Reception Centre as a Place for Childhoods

Tampere University
Duration of project1.1.2022–31.10.2026
Area of focusSociety

This is an ethnographic study of children's everyday life in a reception center – together with children we are creating knowledge through playing, talking and arts to understand the challenges, joys and opportunities for action, the meanings of places and spaces, and the experiences of time and waiting.

 

Reception centres are intended as temporary accommodation for persons arriving in Finland to seek asylum or who have been granted temporary protection. The number of children living in reception centres and the time they spent there have increased in the 21st century. Due to the slow tracks of the asylum processes, some children have spent their entire early childhood in reception centers. Reception centres are intermediate spaces, transit points between the former and the future - this is at least generally thought of, but how do children who have lived in such their whole lives experience these places?
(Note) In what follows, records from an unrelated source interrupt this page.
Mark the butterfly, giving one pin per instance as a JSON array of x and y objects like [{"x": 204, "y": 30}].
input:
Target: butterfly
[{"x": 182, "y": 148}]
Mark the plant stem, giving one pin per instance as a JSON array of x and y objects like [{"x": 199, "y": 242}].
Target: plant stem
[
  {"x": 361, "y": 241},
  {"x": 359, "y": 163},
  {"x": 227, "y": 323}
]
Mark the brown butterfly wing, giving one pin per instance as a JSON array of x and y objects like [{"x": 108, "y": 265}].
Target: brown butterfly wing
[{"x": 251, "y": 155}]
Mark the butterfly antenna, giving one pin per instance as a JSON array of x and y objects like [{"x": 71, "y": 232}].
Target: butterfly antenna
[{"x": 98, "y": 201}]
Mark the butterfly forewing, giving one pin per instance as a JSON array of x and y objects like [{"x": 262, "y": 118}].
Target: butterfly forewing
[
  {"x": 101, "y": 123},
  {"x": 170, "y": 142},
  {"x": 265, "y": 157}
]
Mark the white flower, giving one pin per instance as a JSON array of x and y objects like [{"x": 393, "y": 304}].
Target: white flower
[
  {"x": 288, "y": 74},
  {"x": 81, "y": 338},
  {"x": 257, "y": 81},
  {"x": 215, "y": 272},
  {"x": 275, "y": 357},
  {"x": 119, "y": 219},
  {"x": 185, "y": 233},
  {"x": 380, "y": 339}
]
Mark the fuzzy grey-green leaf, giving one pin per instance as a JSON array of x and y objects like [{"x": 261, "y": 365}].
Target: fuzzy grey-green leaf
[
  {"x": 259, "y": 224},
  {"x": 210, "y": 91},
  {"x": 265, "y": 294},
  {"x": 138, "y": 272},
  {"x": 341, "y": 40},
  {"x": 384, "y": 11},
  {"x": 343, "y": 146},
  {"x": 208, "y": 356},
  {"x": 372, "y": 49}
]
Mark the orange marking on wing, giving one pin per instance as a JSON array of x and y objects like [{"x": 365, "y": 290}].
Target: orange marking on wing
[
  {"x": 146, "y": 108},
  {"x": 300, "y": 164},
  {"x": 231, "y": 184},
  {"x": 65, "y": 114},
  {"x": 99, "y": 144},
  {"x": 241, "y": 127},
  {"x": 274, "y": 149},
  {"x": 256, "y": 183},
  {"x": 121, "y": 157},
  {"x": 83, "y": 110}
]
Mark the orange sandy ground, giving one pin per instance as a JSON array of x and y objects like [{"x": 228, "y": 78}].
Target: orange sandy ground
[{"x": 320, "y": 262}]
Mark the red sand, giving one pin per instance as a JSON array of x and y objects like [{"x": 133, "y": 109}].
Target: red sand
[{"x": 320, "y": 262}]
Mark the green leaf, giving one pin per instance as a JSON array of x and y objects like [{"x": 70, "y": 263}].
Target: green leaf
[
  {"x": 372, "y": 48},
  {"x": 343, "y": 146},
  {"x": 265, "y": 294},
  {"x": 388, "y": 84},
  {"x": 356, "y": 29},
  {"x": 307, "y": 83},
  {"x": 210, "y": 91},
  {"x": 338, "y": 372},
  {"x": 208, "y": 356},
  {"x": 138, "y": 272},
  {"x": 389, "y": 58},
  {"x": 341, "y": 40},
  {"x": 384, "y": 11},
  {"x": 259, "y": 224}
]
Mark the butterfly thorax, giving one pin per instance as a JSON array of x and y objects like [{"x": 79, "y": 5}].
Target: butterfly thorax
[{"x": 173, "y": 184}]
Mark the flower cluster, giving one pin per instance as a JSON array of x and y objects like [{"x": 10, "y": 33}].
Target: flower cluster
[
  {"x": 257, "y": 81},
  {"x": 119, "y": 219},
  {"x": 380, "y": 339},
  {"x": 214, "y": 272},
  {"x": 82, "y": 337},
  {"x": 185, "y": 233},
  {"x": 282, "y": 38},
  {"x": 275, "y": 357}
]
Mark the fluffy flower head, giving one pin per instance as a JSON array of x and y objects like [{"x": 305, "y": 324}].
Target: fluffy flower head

In this study, I produce information with one marginalized group of children; under school aged children living in a reception centre. We will try to figure out what meanings the liminal space produced by the unfinished asylum process brings to children's everyday experiences, what kind of childhoods are possible within the material and discoursive framework of the reception center, and what the everyday places of children are. I compile research material using participatory observation and art-based workshops at the reception centre.

My PhD research provides an opportunity for society to hear children’s experiences of what it’s like to spend their childhood at a reception centre. The information produced helps reception centres, third sector actors and municipalities to develop both a child-consulting approach and services for children.